# Questions about selling myself as a Product Photographer



## odanshan (Nov 25, 2013)

Good Morning!

I have been contacted to be a contract photographer for a local kennel. It is a reoccurring, weekly job. I would be taking photos of about 35 puppies every week, I have to edit the photos and upload them onto a website and social media sites. I have done this type of contract job before for a jewelry company. There I was paid $16.00 per hour. For this job, the employer and I agreed that getting paid per puppy would be easier on everyone. Based on my research I came to the number of $7 per puppy which includes the photos, editing and uploading. This is a pretty specific job and it requires an additional knowledge of dog training and patience. The employer counter offered $2 per puppy. I dont know if I should be offended or not. Based on my research other photographers in my area charge upwards of $20 per product for over 30 products. I really felt like I was giving them a good deal. I really want this job but if they cant afford to pay me any more that $2 a puppy, how do I tell them that there is no way any photographer would take that job. I guess my main questions is how do I politely counter offer without losing my worth as a photographer?

Odanshan


----------



## robbins.photo (Nov 25, 2013)

Might want to explain to the employer the time it will take to not only take the photos, but the editing and uploading, etc - and convert that $2 per puppy into an hourly wage, which will most likely work out to less than $2 an hour.   You could make more working for Mcdonalds.


----------



## ronlane (Nov 25, 2013)

The kennel, I'm assuming is a business person. They should understand that you have costs that have to be covered. Just tell them that this is the lowest amount you can do it for and still make some money. It's not like the kennel is eating that cost (they can just pass it on to their customer.).


----------



## DanielLewis76 (Nov 25, 2013)

Its clear they put minimal worth on the photos hence why they only wish to pay a minimal amount. You could try selling the solution more than just the photos. As an example if by having photos well taken and deployed to various media outlets  it helped sell 20% more puppies then there is a worth put to taking better photos. However, if there is not tangible benefit added by you taking them rather than them and its purely a time thing then explain, as above, how long the general process takes and therefore how long it will save them if they did it themselves the minimum it will save is their hourly salary which is probably more than $7 a puppy. I wouldn't go below $7 a puppy though if thats why you worked out you need.

It sounds like they are expecting you to be their marketing department but only paying for you time actually taking the photos.


----------



## KmH (Nov 25, 2013)

Yep &#8593;. Salesmanship is a required skill if you hope to make money from your photography.

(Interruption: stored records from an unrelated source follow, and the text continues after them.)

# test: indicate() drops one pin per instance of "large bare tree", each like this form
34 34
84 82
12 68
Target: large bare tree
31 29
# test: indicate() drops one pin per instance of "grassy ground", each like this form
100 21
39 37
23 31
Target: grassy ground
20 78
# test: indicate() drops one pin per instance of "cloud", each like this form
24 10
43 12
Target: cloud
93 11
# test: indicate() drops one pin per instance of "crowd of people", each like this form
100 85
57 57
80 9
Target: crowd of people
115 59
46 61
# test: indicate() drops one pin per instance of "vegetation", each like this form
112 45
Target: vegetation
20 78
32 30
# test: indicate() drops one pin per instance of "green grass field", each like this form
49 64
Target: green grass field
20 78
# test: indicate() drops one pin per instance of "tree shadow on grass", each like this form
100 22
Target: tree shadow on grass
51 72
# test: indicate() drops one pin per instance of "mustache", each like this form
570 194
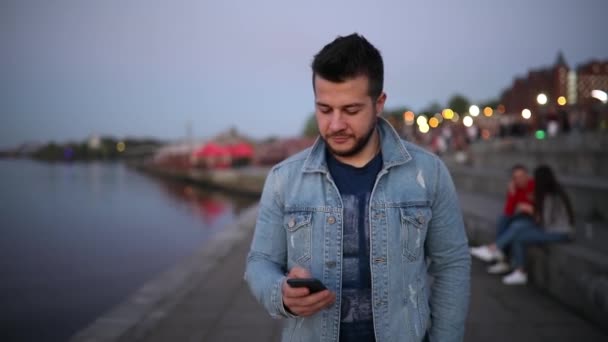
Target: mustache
339 135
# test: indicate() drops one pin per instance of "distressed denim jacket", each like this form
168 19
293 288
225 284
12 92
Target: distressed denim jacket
416 229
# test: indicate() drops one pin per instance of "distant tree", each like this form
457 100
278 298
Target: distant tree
310 128
459 103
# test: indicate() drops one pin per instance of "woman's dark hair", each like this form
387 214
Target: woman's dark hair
349 57
546 184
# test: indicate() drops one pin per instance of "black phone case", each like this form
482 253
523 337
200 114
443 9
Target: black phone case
313 285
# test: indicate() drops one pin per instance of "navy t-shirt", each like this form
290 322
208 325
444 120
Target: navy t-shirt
355 185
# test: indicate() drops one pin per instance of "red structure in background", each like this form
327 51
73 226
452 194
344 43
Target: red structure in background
216 156
573 86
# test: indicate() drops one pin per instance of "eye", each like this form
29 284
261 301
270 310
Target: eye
325 110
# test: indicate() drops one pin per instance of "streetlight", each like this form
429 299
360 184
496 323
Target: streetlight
600 95
541 99
474 110
467 121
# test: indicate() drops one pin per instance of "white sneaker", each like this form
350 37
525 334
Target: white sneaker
516 277
486 254
499 268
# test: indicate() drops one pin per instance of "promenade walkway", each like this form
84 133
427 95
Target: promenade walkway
215 305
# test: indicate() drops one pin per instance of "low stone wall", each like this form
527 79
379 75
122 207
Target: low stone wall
574 275
245 181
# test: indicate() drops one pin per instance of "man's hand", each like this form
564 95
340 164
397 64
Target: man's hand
299 301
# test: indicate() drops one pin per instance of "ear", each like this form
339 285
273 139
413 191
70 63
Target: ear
380 104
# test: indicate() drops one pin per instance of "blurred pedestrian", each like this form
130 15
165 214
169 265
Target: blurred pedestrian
552 221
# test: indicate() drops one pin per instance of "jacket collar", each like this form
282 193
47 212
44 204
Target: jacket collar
393 151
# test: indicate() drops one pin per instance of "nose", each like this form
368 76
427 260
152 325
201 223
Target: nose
336 122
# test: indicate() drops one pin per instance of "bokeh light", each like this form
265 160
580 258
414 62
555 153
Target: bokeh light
421 121
540 134
448 114
474 110
467 121
487 111
541 99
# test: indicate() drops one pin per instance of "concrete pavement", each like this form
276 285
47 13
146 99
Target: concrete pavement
214 304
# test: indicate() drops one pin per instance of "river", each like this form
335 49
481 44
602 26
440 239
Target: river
78 238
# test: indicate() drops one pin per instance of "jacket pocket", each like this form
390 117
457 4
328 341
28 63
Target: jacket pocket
414 224
299 229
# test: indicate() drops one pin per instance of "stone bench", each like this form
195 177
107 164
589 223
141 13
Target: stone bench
573 273
589 195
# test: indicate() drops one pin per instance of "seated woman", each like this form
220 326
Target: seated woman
552 221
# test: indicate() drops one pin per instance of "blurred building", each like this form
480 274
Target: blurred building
591 76
556 86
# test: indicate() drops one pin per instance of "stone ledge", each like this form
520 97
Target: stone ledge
574 275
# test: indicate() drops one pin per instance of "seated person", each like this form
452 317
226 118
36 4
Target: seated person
552 221
518 205
520 195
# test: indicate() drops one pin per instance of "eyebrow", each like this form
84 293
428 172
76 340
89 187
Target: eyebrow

You have to be able to justify your price of $7 per puppy.
A written estimate would be helpful, rather than just stating a number:
$3 for use of my knowledge of dog training and patience
$3 for use of my photography knowledge
$3 to photography puppy
$3 for use of my image editing knowledge
$3 to edit the photos
$3 per puppy to license use of my copyrighted images - Use licensing terms - web only, no larger than 400 x 400 px, with a time limit of 3 months.
$1 to upload to the kennel website and social media.
---------------------------------------------------
$19 per puppy



> When an inexperienced business person does business with an experienced business person, the inexperienced business person often gets some very expensive experience.

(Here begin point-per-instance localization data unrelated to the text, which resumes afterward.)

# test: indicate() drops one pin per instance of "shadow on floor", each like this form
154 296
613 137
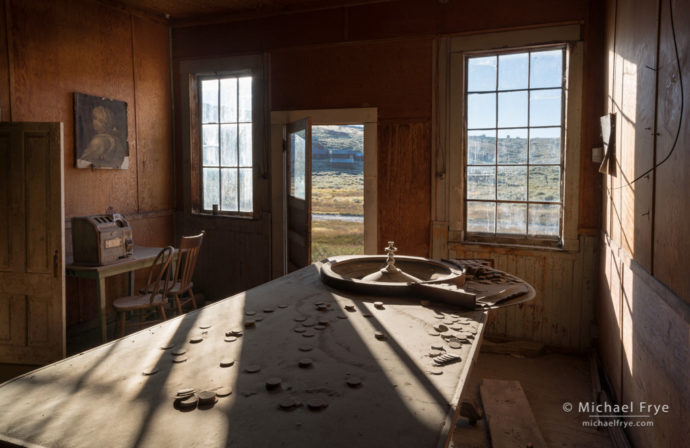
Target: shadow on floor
549 381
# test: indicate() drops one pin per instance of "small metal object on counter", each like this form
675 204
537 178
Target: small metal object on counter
224 391
150 370
206 397
227 362
446 358
188 402
305 363
273 383
317 404
354 382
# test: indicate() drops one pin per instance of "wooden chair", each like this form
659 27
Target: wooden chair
184 270
156 297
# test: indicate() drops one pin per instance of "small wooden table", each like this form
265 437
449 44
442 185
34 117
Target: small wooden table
142 257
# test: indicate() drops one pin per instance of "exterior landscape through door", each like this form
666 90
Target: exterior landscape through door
32 285
298 192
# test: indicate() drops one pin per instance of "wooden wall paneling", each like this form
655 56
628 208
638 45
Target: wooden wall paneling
590 199
394 76
153 115
107 52
4 63
636 45
58 60
647 361
609 319
561 315
220 271
672 214
404 185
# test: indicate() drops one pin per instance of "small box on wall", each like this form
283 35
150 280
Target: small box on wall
100 132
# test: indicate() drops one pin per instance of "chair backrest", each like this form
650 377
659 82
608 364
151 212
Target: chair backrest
158 274
186 259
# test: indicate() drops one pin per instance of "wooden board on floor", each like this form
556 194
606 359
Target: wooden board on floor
510 418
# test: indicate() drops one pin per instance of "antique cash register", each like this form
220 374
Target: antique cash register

Tutorials & Forms | American Society of Media Photographers


----------



## Ihatemymoney (Nov 27, 2013)

Kick rocks, tell to handle it themselves.  If they are that cheap then I wouldn't take my dogs there........................................................
And who knows how they treat there own dogs.  2 bucks a dog is a joke That's not even minimal wage.


----------



## tirediron (Nov 27, 2013)

I like Keith's rate; the first figure that popped into my head was $15/puppy.  Let's assume that it takes you 30 minutes to drive to the location (.5 hour + fuel/maintenance), 15 minutes to set up your gear (.25 hr) and a total of ten minutes per puppy for shooting and editing (.18 hr/puppy = 6.3 hrs) plus another fifteen minutes to strike gear and a further 30 minutes to drive home, you're at just about exactly 8 hours for $70 based on $2.00/puppy.  That's not even $9.00/hour and you still have to take vehicle expenses, gear depreciation, lunch, and a few other things out of that.  I wouldn't even get out bed for that money.


----------



## Steve5D (Nov 28, 2013)

odanshan said:


> I really want this job but if they cant afford to pay me any more that $2 a puppy, how do I tell them that there is no way any photographer would take that job.



Permit me to suggest you say this: "I'm sorry, but there's no way any photographer would take this job".

I'd imagine that would convey the message you want them to hear...



> I guess my main questions is how do I politely counter offer without losing my worth as a photographer?



Why do you believe that presenting a counter offer would result in your value as a photographer being diminished?


----------



## Steve5D (Nov 28, 2013)

tirediron said:


> That's not even $9.00/hour and you still have to take vehicle expenses, *gear depreciation*...



I've always wondered about this. If you're taking gear depreciation into consideration for every gig, at some point you'll break even. 

Any depreciation in the value of the camera caused by shooting some puppies is going to be so profoundly minimal, as opposed to the depreciation if it sits in the bag, that's it's not even worth considering.

What value of depreciation would you assign for that?


----------



## Dliwevad (Nov 28, 2013)

Is this a humane society or shelter trying to adopt puppies?  Most of those have very little capital and rely on donations and volunteers to exist. Perhaps they are not trying to "gouge" you but simply can't afford more and is looking for a break.    If its a puppy mill then ignore this. 

If its just a business then you will have to decide what is the minimum price to make it worth your time vs the potential of no income at all.


----------



## tirediron (Nov 28, 2013)

Steve5D said:


> What value of depreciation would you assign for that?


Fair comment; in fact I suppose that depreciation wasn't really the right word.  I factor in a small percentage (very small) of billing toward wear & tear, damage, and future replacement.  I was more using  the term by way of illustration of the fact that there are a lot things to consider in your billing.


----------



## BevD (Nov 29, 2013)

I am an amatuer photographer. I also raise cocker spaniel puppies. My pups sell quickly because my photos are fairly good.  Tell them that they need to spend some money on advertising - I would gladly pay $50/pic if I needed to get someone else to do it,.


----------